HELP! My Puppy won't stop biting me!!! Training tips for your baby shark!
with Melissa Dallier of ACanineAffinity, Training Advocate

So you got a puppy. But what you didn't realize was that this adorable, squishy, snuggly puppy had a mouthful of razor sharp teeth and he knows how to use them.


Most of my puppy clients are shocked to find out that their puppies are tiny little biting machines. They bite hands, feet, pants, hair, shoes, furniture, noses... well you get it. Most just want it to STOP. Here's the thing. We can't just say NO BITING - We need to teach our puppies to use their mouths and jaws the right way so that when they grow up and have super strong jaws they don't hurt anyone or anything. This is the process of teaching:


Bite Inhibition


What is it?


Puppies are little biting machines. They bite things that move, things that don’t move, each other, your hands, anything. Not only is this normal, it is an important part of their development. When puppies play, they learn from their playmates’ yelps and body language when a bite is too hard. Over time, a puppy figures out how to use her mouth more gently (inhibit her bite) to keep play going. 

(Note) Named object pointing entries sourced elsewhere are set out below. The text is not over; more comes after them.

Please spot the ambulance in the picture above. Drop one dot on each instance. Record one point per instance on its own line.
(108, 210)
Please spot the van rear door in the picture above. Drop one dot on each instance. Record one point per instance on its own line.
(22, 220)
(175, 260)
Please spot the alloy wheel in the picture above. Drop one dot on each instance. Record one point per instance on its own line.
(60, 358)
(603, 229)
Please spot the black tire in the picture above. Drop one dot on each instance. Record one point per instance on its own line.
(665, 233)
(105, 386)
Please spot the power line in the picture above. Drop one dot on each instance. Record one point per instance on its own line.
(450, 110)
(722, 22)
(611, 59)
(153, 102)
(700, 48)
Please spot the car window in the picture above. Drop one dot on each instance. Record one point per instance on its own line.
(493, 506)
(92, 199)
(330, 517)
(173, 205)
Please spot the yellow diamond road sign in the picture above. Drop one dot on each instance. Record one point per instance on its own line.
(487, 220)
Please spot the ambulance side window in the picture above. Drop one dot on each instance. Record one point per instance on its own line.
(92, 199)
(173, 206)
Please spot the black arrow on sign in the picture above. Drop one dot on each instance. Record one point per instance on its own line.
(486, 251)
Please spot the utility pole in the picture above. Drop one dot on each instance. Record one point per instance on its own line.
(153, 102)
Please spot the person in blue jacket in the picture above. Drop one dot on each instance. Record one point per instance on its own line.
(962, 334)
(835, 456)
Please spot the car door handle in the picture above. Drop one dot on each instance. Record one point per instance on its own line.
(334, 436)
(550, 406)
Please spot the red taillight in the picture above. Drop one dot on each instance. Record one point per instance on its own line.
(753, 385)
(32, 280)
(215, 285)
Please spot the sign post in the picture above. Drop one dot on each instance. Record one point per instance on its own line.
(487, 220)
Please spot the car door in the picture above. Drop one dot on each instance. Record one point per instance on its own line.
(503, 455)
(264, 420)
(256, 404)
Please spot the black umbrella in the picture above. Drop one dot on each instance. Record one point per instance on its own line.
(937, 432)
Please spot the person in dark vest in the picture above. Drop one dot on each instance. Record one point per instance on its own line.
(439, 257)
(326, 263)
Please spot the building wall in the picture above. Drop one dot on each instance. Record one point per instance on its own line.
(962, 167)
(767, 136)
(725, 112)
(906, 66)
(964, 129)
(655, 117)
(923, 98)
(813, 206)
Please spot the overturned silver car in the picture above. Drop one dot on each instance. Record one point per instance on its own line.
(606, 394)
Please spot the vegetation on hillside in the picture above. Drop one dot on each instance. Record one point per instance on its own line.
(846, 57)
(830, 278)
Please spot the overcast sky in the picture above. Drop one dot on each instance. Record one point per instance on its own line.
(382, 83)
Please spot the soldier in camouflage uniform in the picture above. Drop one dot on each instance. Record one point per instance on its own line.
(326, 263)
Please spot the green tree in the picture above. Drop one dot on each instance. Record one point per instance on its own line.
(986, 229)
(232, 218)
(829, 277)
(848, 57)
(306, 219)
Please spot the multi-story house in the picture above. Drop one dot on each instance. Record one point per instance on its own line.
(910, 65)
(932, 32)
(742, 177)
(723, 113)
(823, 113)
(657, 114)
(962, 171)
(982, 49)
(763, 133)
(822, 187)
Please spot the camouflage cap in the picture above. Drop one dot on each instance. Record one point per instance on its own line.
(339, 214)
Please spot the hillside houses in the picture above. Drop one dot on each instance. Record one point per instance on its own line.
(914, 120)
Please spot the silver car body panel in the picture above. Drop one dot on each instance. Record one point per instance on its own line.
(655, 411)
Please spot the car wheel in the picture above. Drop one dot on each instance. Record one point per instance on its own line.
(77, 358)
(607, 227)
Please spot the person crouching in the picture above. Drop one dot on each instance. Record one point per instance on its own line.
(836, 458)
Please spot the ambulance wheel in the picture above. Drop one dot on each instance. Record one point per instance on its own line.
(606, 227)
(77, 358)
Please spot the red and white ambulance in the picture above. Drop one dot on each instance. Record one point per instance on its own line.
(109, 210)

Why you need to allow some biting.


Your puppy needs to learn that human skin is fragile and can’t be treated as roughly as a fur coat. Let your puppy bite you every now and again so you can let her know which bites are too hard. Otherwise she won’t learn to inhibit her bite. A dog without good bite inhibition, if ever startled, scared or feels the need to bite for any reason on instinct, she may cause serious injury. If she has good bite inhibition the chances of doing harm are much lower. 


Rule of thumb: From 6-18 weeks of age, allow your puppy to bite when playing as long as it is not too hard.

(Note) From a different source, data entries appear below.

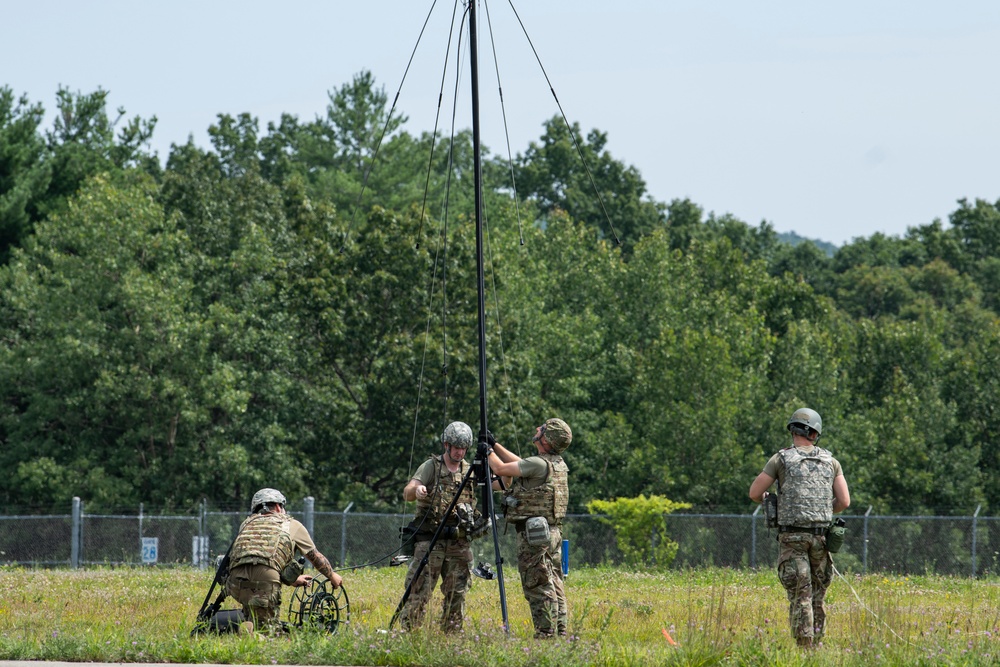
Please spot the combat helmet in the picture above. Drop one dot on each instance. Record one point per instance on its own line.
(804, 419)
(265, 496)
(457, 434)
(558, 434)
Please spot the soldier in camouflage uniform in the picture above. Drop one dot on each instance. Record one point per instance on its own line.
(535, 504)
(433, 486)
(267, 542)
(811, 489)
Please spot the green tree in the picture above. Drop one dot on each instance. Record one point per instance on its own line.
(640, 528)
(568, 172)
(24, 176)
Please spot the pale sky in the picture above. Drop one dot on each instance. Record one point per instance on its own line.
(831, 119)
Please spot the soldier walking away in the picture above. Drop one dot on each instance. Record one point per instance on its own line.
(811, 489)
(535, 504)
(433, 486)
(264, 557)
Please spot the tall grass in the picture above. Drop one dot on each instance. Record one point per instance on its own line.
(617, 618)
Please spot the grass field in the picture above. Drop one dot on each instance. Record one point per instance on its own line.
(715, 617)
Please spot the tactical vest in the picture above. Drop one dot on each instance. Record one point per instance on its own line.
(264, 539)
(549, 499)
(431, 509)
(806, 494)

How to teach your puppy to bite more softly.


·       Always try to redirect your puppy onto a toy the first few time he bites hard. If he continues to try to bite your skin, then the result should be a brief “time-out”. Stop play and calmly leave your puppy alone and/or put her in a confinement area for a few minutes and leave her view.  Return when she's a bit more calm and try again, if your puppy bites hard again, repeat the process. 

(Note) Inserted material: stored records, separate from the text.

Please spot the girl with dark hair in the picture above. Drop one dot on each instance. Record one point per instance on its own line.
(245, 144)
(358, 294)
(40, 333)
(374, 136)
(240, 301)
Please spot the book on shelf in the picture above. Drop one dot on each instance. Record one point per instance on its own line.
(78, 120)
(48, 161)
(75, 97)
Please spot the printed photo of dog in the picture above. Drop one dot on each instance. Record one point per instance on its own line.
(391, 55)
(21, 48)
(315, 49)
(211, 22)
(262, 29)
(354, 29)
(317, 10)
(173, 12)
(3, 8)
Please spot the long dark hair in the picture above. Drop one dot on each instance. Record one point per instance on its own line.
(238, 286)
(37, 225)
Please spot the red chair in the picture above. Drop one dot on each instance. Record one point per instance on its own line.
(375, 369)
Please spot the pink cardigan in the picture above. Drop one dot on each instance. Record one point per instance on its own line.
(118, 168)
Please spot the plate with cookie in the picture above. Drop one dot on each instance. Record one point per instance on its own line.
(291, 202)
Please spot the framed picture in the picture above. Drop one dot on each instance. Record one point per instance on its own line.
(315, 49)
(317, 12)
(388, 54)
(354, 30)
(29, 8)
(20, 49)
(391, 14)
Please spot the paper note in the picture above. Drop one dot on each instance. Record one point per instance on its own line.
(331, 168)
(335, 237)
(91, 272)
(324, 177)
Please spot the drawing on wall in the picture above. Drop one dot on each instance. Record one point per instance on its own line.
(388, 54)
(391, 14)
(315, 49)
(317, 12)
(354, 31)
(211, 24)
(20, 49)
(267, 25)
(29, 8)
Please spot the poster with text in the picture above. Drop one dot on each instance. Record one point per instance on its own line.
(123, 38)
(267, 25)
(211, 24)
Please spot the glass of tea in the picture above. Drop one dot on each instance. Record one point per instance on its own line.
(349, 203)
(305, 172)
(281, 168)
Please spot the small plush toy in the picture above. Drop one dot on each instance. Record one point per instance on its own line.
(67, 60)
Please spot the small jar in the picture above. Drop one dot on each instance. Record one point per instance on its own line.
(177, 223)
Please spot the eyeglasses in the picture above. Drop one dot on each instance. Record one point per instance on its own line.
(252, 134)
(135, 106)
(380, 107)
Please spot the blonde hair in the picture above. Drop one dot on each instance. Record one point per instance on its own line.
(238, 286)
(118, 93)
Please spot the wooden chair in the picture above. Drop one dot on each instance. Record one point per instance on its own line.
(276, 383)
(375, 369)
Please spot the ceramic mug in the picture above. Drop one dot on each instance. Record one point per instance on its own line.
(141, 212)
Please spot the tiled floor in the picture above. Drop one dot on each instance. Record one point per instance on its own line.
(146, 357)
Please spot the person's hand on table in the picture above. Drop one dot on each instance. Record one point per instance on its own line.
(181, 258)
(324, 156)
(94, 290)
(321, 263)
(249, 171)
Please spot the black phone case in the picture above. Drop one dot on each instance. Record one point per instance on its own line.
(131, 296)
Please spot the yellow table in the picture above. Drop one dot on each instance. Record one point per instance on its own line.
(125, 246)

·       Leave your puppy with appropriate chew toys at all times 

·       Don’t phase out play biting all together until your puppy is reliably biting softly. Then you can re-direct her to toys or other activities when getting mouthy. 


Rate how hard your puppy bites:

1 – You can feel it, but barely.

2 – There’s some pressure, but you barely flinch.

3 – Wow, those little teeth are sharp, but it’s tolerable.

4 – Ok, that hurts a bit. It might even leave a mark.

5 – Ack! That hurts and your hand is now bleeding. 


For approximately one week, if she gives you a level 5 bite, work to redirect to toys consistently and take breaks from play if your puppy can’t be redirected, this means she is too excited for that level of play and needs to learn to calm a bit. If you are consistent, level 5 bites should get softer over the week (or so).


The following weeks repeat the process for anything that is a 4 or above. Continue this process until your puppy consistently delivers only level 1 bites. 


Additionally practice interspersing asking for easy behaviors while playing with your dog and keeping play sessions short. For example:


15 seconds of play

Cue a sit - reward if successful - if not, is puppy too excited? Do you need to use a food lure?

20 seconds of play

Cue a sit - reward if successful - if not, is puppy too excited? Do you need to use a food lure?

10 seconds of play

Cue a hand touch - reward if successful - if not, is puppy too excited? Do you need to use a food lure?


Take a break and repeat in a few minutes. This will teach your puppy to play and calm and play and calm.


Training Tip: Think about when your puppy is most likely to play bite and be ready with favorite toys/chew items. Have your puppy on leash so it is easy to move him into confinement for a break if he gets too aroused with play.  For example, when playing tug, when your puppy is excited about something, and when you come home from work.